Your mental health and physical health are very much entangled. For instance, did you know that stress produces chemicals in your body that suppress the immune system? On a more empirical level, when we’re stressed or anxious we tend to give up those healthy habits that would support our immune system and improve our mood. It’s a self-feeding loop: we don’t feel good, so we don’t do good. Because we don’t do good, we don’t feel good.

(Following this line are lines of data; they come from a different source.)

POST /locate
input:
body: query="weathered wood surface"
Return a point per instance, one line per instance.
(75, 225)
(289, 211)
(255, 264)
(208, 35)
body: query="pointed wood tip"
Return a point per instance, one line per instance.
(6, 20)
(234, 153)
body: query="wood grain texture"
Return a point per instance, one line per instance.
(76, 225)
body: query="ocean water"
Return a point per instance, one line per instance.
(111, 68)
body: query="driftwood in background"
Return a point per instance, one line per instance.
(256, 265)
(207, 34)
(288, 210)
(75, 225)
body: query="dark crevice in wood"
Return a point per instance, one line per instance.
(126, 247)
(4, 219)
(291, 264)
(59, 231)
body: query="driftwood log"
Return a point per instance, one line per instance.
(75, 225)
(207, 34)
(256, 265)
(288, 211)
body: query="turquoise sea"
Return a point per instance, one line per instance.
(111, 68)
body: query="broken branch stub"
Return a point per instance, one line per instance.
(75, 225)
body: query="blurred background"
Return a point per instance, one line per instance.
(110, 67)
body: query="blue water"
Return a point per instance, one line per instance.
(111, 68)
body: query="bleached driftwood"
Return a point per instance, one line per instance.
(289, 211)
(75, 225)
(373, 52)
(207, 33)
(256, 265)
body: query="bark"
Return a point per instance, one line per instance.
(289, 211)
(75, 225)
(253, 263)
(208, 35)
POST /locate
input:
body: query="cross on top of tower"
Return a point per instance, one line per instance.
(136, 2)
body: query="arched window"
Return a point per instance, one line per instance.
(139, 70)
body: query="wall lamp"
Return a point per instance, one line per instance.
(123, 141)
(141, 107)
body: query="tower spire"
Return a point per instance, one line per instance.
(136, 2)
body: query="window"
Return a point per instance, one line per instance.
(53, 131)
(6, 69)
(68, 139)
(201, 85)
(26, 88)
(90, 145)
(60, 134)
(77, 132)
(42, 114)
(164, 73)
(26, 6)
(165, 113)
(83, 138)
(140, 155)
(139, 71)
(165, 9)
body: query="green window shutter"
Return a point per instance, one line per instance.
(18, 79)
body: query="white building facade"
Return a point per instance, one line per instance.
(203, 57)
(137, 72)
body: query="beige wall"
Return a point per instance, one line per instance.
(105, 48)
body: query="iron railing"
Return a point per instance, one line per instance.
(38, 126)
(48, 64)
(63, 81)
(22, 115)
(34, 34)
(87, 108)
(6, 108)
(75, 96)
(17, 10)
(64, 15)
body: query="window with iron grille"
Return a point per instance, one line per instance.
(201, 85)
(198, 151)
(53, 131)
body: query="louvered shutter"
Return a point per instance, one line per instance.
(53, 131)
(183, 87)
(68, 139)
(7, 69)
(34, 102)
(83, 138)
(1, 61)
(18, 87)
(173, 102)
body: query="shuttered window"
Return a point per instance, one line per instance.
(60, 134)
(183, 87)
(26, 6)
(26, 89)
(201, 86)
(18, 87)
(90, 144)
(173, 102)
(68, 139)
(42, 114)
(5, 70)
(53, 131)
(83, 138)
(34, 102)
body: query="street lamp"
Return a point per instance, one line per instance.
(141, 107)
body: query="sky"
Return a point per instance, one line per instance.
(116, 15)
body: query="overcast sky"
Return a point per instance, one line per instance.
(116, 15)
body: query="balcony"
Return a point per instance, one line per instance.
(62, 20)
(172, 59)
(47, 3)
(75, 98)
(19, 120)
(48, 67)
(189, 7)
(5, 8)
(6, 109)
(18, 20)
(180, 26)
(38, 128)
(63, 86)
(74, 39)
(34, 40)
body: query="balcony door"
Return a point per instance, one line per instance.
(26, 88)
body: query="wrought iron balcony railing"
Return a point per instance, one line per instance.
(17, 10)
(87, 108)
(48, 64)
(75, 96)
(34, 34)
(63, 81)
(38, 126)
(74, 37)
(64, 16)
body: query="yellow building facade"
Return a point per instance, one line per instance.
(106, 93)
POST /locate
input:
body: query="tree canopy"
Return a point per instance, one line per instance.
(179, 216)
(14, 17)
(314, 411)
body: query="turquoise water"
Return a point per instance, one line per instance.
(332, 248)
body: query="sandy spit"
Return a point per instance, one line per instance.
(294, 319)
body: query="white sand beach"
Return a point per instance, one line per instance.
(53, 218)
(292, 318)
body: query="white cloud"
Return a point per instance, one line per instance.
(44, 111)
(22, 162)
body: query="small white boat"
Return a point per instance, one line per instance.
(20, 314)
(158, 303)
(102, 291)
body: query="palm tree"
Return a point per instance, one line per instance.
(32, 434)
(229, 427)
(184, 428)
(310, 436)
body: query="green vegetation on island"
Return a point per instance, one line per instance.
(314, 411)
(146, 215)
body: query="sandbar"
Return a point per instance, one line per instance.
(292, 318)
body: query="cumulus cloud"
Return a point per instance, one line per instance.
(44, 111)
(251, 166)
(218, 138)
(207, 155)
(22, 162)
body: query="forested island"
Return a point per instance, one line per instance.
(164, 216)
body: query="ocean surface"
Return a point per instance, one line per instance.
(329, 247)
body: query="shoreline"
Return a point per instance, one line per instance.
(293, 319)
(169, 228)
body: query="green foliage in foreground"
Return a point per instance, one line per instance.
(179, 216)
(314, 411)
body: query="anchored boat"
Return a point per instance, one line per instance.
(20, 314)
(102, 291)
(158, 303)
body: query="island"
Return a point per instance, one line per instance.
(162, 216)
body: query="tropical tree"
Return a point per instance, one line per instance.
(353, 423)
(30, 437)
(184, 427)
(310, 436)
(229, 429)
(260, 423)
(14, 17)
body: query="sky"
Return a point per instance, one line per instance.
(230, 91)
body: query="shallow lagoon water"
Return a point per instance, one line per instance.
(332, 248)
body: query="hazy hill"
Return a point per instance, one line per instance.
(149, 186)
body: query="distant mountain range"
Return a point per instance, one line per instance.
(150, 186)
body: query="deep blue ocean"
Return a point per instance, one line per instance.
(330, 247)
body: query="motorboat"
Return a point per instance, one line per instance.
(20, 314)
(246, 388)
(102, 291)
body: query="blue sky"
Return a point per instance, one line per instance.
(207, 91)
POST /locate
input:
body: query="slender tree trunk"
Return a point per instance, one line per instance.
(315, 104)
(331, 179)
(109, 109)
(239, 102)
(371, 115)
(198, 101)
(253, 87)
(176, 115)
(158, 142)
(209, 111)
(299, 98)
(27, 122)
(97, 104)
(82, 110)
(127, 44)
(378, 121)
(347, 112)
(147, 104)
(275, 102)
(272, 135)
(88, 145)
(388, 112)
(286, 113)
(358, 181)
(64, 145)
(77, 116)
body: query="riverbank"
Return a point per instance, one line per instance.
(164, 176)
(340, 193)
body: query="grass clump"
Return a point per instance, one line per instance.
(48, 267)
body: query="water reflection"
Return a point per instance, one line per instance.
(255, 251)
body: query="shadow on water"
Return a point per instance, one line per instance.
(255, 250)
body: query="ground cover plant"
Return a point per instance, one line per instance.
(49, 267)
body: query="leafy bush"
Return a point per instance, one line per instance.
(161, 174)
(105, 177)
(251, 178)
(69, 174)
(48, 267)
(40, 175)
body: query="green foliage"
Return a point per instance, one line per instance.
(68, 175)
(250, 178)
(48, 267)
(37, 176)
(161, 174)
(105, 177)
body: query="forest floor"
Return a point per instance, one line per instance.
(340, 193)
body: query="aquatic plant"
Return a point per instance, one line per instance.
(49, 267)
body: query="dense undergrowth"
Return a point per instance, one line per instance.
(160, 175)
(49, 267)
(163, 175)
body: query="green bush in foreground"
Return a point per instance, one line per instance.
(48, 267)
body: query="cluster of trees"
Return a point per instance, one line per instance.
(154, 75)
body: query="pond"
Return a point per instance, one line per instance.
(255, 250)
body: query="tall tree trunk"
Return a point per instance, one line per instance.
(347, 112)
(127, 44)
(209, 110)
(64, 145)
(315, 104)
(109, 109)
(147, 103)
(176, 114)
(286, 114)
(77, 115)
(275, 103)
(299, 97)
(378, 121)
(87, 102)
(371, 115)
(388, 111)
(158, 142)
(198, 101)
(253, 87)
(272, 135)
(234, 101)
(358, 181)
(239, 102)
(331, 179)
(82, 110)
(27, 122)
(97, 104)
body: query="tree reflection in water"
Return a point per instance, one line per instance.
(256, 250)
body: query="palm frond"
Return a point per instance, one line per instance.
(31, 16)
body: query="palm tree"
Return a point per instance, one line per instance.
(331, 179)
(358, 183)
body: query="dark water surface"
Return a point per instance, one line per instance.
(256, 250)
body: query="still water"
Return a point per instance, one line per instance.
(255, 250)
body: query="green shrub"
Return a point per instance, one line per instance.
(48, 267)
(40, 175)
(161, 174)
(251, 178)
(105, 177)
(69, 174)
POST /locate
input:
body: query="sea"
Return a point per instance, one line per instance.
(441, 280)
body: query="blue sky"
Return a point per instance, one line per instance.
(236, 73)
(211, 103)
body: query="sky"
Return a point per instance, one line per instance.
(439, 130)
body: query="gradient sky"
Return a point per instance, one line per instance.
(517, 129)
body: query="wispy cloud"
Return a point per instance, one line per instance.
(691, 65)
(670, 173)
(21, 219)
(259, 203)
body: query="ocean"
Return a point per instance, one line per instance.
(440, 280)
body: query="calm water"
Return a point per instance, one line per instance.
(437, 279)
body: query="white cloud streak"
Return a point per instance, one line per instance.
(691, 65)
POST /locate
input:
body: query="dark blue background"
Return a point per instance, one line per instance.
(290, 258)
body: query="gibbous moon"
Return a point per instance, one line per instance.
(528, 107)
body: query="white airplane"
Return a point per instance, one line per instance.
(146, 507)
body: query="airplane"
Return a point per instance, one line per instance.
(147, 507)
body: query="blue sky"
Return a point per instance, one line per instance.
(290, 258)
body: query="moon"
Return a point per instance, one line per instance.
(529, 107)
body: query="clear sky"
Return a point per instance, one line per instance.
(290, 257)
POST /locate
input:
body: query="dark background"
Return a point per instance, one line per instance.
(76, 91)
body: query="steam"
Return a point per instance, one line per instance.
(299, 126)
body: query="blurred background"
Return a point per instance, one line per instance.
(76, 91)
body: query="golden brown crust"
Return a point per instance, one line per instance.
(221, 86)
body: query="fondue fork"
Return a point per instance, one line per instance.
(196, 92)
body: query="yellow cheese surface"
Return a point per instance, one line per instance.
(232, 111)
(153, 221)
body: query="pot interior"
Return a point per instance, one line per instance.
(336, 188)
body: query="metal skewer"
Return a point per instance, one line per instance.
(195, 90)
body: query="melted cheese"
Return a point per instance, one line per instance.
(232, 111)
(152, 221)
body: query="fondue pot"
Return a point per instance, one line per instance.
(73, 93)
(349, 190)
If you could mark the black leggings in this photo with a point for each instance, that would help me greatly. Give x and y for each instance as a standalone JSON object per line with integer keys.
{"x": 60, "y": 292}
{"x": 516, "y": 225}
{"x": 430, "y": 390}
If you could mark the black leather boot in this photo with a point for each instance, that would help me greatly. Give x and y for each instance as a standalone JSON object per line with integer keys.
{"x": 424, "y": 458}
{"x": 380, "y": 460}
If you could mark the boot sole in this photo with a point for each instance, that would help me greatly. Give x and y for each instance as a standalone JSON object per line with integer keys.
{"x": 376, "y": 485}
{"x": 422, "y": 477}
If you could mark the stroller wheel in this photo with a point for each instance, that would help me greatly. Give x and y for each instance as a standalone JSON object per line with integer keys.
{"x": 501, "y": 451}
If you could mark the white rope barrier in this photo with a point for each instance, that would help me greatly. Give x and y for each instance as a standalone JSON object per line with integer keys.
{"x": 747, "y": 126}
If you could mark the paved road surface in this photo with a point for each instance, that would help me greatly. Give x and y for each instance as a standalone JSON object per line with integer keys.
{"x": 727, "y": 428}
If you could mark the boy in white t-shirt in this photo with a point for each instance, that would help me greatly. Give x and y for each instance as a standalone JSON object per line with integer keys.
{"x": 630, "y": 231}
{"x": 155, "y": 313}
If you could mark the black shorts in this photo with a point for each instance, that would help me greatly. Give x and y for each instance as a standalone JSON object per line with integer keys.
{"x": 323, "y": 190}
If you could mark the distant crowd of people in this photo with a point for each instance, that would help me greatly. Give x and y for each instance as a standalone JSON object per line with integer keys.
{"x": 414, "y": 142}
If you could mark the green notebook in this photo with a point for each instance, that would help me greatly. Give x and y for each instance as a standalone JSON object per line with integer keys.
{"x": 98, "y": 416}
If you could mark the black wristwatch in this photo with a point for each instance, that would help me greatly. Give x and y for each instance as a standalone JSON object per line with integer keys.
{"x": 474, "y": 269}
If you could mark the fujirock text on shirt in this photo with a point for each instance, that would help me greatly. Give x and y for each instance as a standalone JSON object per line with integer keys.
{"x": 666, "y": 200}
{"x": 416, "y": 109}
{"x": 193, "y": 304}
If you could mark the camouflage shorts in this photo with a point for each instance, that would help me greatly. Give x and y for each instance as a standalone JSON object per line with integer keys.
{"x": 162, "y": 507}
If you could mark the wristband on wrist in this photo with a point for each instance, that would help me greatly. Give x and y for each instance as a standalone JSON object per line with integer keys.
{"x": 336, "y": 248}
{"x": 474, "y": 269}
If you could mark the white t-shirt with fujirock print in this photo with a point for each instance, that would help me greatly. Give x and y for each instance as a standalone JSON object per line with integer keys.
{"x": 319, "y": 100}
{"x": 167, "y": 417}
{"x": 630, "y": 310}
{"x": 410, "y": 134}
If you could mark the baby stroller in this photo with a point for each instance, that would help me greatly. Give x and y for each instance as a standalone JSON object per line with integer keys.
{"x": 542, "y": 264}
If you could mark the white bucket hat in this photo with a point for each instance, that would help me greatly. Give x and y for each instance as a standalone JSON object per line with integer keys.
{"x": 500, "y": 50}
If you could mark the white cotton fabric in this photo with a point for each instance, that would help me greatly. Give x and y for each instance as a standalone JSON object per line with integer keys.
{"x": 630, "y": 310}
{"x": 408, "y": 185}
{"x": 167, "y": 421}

It can be hard to break that cycle, so forgive me for quoting a song from Frozen 2 to make this point: do the next right thing. The next right thing is entirely up to you and your situation. But if inspiration isn’t striking, here are some things to consider the next time your mental health needs a lift: Garden. Drink a tall glass of water. Take a break from work. Take a walk. Stay off social media. Stretch. Reach for the fruit instead of the chips. Meditate. Pray. Listen to rain. Do something creative and fun. Check in on your friends and family. Whatever calms you down, nourishes your body, and lifts your spirit is the next right thing to do.

Sleep

I bet you already know through life experience that a good night’s sleep will melt away the hard edges of anxiety, anger, and stress. Well, sleep works wonders for your immune system too. When you sleep, your immune system produces T cells that help your body fight inflammation and stress, giving your body the fortification it needs to fight infection. Failing to catch those z’s will make you more vulnerable to catching a virus and will make overcoming that virus take longer. In other words, cherish your sleep—it’s the reset button your immune system needs to function at its best.

Exercise

One way to promote better sleep patterns is through exercise, another healthy habit that’s good for your immune system. According to studies, exercise and meditation can help reduce the burden of acute respiratory infections and regular, moderate exercise improves the functioning of your immune system. And note the words moderate exercise; intense or excessive exercise can actually weaken your immune system. Devote at least a half hour every day to being active; break a light sweat and raise your body temperature to get your antibodies and white blood cells mingling and moving.    

Go easy on yourself

And after all that advice for healthy living, I’ll end with this: Be patient with yourself and with others. We are living through an unprecedented experience in our lifetime, and it’s understandable to have very human reactions while we’re processing our circumstances. 

It must be said that not all of us will have the privilege of working from home, let alone the privilege of being able to work at all. Some of us will not be able to afford probiotic yogurt or Mediterranean diets, and some of us will be under so much stress that the mere notion of exercise or meditation will seem like a laughable indulgence. And so I say, go easy on yourself. Do what you can comfortably do, and don’t let a list of “things you should be doing” add to your stress levels. 

*Keep in mind, these guidelines are only for supporting your immune system; practicing social distancing, staying at home, and washing your hands are the best forms of prevention and containment of Covid-19.